As we will see, limiting a user’s past preferences
has a large impact on the effectiveness.
For the evaluation, we used Movielens 1M.
Since our system uses the N most recently rated items by the user, the evaluation requires an online setting.
We split the data so that the test part covers 2% of the ratings and only contains the most recent ratings by users.
We only measured effectiveness over ratings of at least 4 out of a maximal 5, i.o.w. the movies that the user really likes.
We compare Recall@10 against the MyMediaLite implementations of BPRMF, WRMF and UserKNN.
Then we move towards the results
On top is the popularity baseline, what happens when we recommend the 10 most popular items the user has not seen.
The next three baselines are the existing collaborative filtering baselines we compared against.
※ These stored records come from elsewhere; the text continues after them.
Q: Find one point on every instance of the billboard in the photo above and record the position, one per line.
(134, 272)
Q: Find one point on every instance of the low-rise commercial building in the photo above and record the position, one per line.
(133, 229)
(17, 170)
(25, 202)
Our first variant is the deep space collaborative filtering variant,
which uses item vectors that are learned from the user-item ratings,
and this significantly and greatly outperforms the other models.
Next is our deep-space content-based variant,
which uses semantic vectors learned from the words in IMDB user reviews. No collaborative filtering data is used.
This variant performs better than the popularity baseline
but less than the existing collaborative filtering baselines,
but it is still interesting to see that we can estimate substitutability between movies from reviews.
this could potentially help to improve the recommendation of new or rarely rated items, provided that we have sufficient text to learn substitutability.
To evaluate the effectiveness of the ranking architecture without using a semantic space,
we included a variant in which we represented every movie by a vector over their user-ratings, every user being a dimension.
And then generated recommendations by learning a hyperplane as described.
This significantly outperformed the existing collaborative filtering baselines we compared against.
This shows that the improvement of our collaborative filtering variant is not just the result of learning semantic vectors,
but also by the way we learn a hyperplane to rank the items
We analyzed how changing the hyperparameters changes the effectiveness.
and these are the 2 most interesting parameters
on the left hand side the dimensionality of the semantic space
We see that the proposed approach is underperforming below 300 dimensions
and maxes out at about 1000 dimensions on the Movielens collection.
and on the right hand side how many of most recently rated items by the targeted user are used find an optimal hyperplane.
And when using only the 5 most recently rated items
the recommendations are far more effective than using more history
In summary:
In this work we represented items in a semantic space in which the proximity between items reflects their substitutability.
Using such a space,
we recommend items
by optimally ranking a user’s past preferences according to a hyperplane,
which in the process also ranks the unrated items according to their expected preference.
Our experiments show a significant improvement over existing baselines on Movielens.
So the pending question is why does this work so well?
The first step of learning semantic representations
provides a generalization over item-similarities
that is useful to generalize beyond specific items when recommending.
Hence the improvement that we observe of our collaborative filtering variant over the VSM variant that uses vectors over user-ratings.
But ongoing experiments indicate that it does not matter much
how you learn a semantic space,
for instance, when using the high-dimensional latent item vectors learned by BPRMF
in the proposed hyperplane ranking method
the results are almost as good as with Paragraph2Vec.
Therefore, the real improvement seems to be the pairwise learning to rank architecture, that allows to handle higher dimensionality than existing algorithms.
this increase in dimensionality
can be used for more extensive encoding of concepts
that are potentially useful for recommending items to a user.
And if two items, such as in this example king and woman,
differ by multiple concepts,
the vector between them approximates the composition over these concepts.